There is no doubt therefore that payment for leave in lieu is to be made on the basis of payment as to roster.

This may very well confer some benefit upon the employee over and above what would have been due had payment in lieu been made. But when the award is read as a whole, additional support for this conclusion can be found in sub-clause (d) of Clause 24. This, in effect, allows extension of the period of annual leave by the same number of days an employee has been able to demonstrate to the satisfaction of the employer that he was sick while on holiday.

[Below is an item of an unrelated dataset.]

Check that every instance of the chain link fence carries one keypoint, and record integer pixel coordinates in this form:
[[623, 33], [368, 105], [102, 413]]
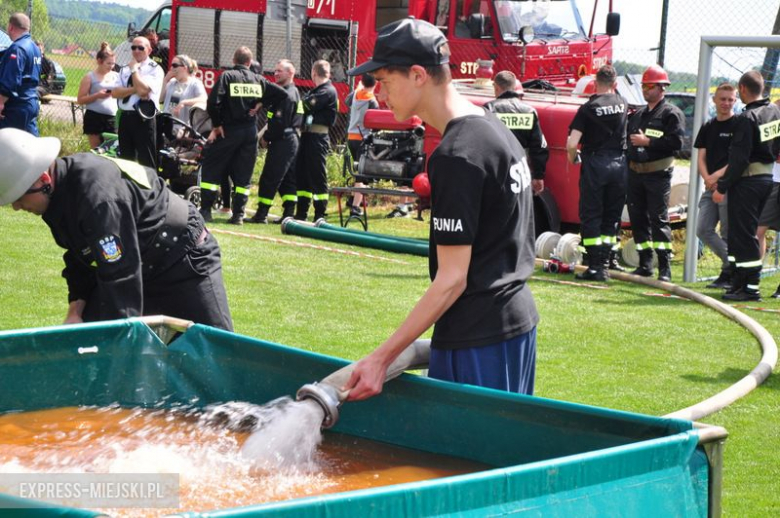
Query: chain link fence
[[208, 36], [672, 30]]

In simple terms I see nothing in that clause to suggest that having been paid as per roster for the original leave period the days by which that period might be extended due to sickness would not, be paid for on the same basis. Nor does the provision suggest that there should be any refund of shift penalties paid during the five weeks (say) the employee intended taking as annual leave but during which he was taken ill.

I therefore declare that an employee whose period of annual leave has been extended in accordance with Clause 2(b) of Section III of Part II of the award is entitled to be paid for that extended leave on the same basis as he or she would be entitled to be paid for the initial period of annual leave.

The applicant's assertion that -

"any annual leave period in excess of five weeks taken should be paid on the basis of the amount of wages he or she would have received in respect of the ordinary time if he or she would have worked had the employee not been on leave during the relevant period"

is rejected. The period in excess of five weeks is not annual leave but an extension of the leave period.

Questions relating to payment for approved annual leave exceeding five weeks for a shift worker in any one year may need to be answered having regard for Proviso (i) to sub-clause (i) of Clause 2 of the award.

As Mr Fitzgerald, on behalf of the employer involved in this matter, undertook to ensure retrospective adjustment would be made to the person concerned if the application succeeded, I am, in the circumstances, only prepared to declare prospectively that the award should be interpreted in the way mentioned. I am also reluctant to make any order at this stage. To do so would inevitably require significant "tidying up" of a number of award provisions. I incline to the view that the parties themselves might prefer to repair any apparent defects by way of application, thereby providing opportunity to all interested persons to appear and be heard.